A CIDADELA DO ESPÍRITO
José Expedito Rêgo (1928 - 2000)
As más línguas costumam parolar que determinados escritores têm por hábito rasgar seda entre si, toda vez que uma obra nova é publicada. Não é bem assim. Não me considero crítico literário, mas a leitura de certos livros me deixa uma coceira mental, um impulso irreprimível de comentário. Assim aconteceu com A CIDADELA DO ESPÍRITO – um estudo sobre a arte sacra na obra de Eça de Queiroz – de autoria do oeirense, DAGOBERTO CARVALHO JR.
Desde que li Notre-Dame de Paris, ainda no tempo de ginásio, achei simplesmente paulificante a descrição interminável que Victor Hugo faz da esplêndida catedral. Há quem diga que se, por desgraça, o famoso templo, algum dia, ruísse e por terra, poderia ser refeito, igualzinho, graças ao relato do mestre francês. Pode ser. Mais que eu achei maçante, achei. Fiquei, então, prevenido contra estudos descritivos de igrejas ou qualquer outra estrutura arquitetônica.
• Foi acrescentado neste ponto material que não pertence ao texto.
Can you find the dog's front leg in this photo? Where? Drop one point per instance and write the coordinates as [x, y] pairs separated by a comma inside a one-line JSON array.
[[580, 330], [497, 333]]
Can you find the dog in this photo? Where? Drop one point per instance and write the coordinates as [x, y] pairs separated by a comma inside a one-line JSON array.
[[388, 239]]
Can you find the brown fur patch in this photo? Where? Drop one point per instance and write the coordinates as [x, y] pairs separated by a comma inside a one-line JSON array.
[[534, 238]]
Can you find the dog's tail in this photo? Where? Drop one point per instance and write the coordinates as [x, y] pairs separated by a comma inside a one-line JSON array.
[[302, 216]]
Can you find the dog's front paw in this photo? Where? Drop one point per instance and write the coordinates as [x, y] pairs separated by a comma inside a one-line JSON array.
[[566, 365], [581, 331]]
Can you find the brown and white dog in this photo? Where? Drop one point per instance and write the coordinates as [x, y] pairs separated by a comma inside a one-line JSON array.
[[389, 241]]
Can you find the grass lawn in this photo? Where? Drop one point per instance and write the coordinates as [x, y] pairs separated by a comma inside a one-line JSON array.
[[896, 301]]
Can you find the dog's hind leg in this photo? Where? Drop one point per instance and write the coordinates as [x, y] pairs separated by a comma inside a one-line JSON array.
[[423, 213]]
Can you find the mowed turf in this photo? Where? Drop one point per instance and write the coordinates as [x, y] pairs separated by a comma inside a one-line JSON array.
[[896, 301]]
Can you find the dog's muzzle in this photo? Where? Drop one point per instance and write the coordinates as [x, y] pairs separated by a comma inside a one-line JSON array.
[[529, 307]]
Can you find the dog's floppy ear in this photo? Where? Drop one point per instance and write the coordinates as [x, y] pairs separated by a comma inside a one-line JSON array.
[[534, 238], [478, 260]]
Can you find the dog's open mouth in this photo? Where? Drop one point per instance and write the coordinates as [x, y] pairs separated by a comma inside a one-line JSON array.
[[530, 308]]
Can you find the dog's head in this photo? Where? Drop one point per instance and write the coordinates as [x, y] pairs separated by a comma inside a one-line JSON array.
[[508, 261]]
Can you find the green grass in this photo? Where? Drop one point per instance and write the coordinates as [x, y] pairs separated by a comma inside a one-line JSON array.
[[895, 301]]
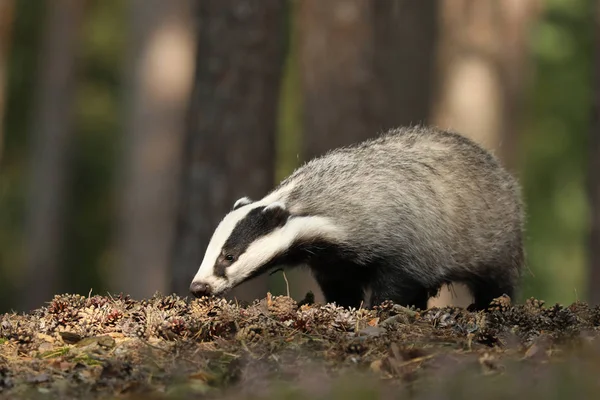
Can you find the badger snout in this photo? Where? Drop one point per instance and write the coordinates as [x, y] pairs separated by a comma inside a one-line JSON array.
[[200, 289]]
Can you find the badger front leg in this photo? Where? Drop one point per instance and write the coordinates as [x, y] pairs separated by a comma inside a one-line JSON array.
[[399, 288], [346, 290]]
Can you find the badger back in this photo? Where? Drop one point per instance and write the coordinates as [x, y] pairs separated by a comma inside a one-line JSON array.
[[432, 198]]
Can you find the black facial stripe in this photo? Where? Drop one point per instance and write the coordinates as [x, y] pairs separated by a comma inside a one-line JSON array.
[[314, 251], [257, 223]]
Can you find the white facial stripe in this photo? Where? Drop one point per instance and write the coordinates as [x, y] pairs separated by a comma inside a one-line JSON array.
[[267, 247], [218, 239], [206, 271], [242, 202]]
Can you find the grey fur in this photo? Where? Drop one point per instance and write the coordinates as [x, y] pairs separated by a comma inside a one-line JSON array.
[[422, 206]]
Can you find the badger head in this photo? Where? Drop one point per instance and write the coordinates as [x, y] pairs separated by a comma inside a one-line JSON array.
[[251, 239]]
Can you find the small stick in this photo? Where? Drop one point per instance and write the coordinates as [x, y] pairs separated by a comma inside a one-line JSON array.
[[287, 284]]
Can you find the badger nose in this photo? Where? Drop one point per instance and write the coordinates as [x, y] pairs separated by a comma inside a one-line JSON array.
[[200, 289]]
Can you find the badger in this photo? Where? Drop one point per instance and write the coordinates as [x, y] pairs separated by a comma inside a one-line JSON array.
[[398, 216]]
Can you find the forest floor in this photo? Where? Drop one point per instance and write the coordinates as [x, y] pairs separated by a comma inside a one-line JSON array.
[[173, 348]]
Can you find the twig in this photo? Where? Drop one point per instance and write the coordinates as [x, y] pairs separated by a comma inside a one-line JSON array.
[[287, 284]]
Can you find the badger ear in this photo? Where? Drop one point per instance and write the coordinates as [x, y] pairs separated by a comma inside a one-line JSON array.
[[277, 211], [242, 202]]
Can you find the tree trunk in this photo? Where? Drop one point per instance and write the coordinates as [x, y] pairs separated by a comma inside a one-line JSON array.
[[594, 174], [52, 128], [482, 64], [162, 66], [6, 22], [230, 149], [365, 68]]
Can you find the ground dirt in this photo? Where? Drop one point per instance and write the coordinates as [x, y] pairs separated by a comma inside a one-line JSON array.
[[168, 347]]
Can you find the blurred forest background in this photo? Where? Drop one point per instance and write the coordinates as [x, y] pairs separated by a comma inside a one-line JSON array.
[[129, 127]]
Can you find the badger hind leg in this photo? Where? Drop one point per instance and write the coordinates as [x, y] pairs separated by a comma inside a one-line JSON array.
[[486, 288]]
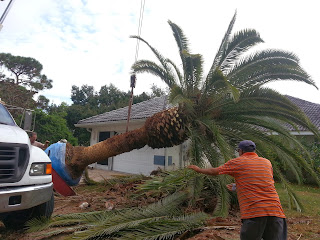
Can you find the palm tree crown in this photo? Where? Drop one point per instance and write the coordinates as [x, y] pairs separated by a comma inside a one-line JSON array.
[[230, 103]]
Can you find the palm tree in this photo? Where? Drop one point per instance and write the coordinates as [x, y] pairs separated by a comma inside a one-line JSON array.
[[218, 110]]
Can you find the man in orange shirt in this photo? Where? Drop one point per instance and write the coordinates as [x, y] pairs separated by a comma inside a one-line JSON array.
[[261, 213]]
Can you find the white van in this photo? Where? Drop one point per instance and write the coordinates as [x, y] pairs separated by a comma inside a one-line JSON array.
[[26, 188]]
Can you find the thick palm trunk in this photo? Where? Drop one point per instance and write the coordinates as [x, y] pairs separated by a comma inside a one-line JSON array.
[[164, 129]]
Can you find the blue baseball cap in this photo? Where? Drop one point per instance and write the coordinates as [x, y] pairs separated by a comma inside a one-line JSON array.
[[247, 146]]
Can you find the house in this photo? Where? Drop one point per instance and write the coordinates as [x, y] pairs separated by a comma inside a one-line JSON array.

Comecei a mudar de opinião ao conhecer a dissertação de mestrado de Dagoberto, A TALHA DE RETÁBULOS NO PIAUÍ. E agora confesso que tive um prazer muito grande na leitura do novo ensaio eciano. O autor conhece a fundo a arquitetura sacra de Portugal, em todos os tempos, e, sem cansar o leitor, vai mostrando, com muita erudição, sem contudo abusar de terminologia técnica, toda a beleza desse maravilhoso mundo artístico. Descobrindo que a obra de Eça encontra-se impregnada pela arte sacra portuguesa, com edificações dum estilo jesuítico... imagens de Cristo cheio de chagas roxas sobre a sua cruz de pau-preto... fachada de igrejas negra e muda... a castíssima Senhora do Patrocínio e todas suas estrelas... E não só Portugal, também Nápoles de rugas escuras, quentes, com retábulos da Virgem, e cheirando a mulher... Mais ainda o Cairo e suas quatrocentas mesquitas, onde floresce a graça do minarete esbelto.
Quando um crítico não aprecia o modo de escrever de algum autor, mas deseja elogiá-lo, por cortesia ou bajulação, diz que o tal fulano tem um estilo escorreito e enxuto. Enxuto coisa nenhuma! Secura não à boa qualidade na arte literária. O estilo de Dagoberto é rorejado de tenro orvalho, a humidade necessária para aumentar o brilho a graça das observações oportunas e inteligentes.
Todo o contexto do livro é um vasto campo perolado, do mais fino lavor da prata antiga, onde se incrustam, realçando como pedras preciosas, as gemas coloridas das citações ecianas.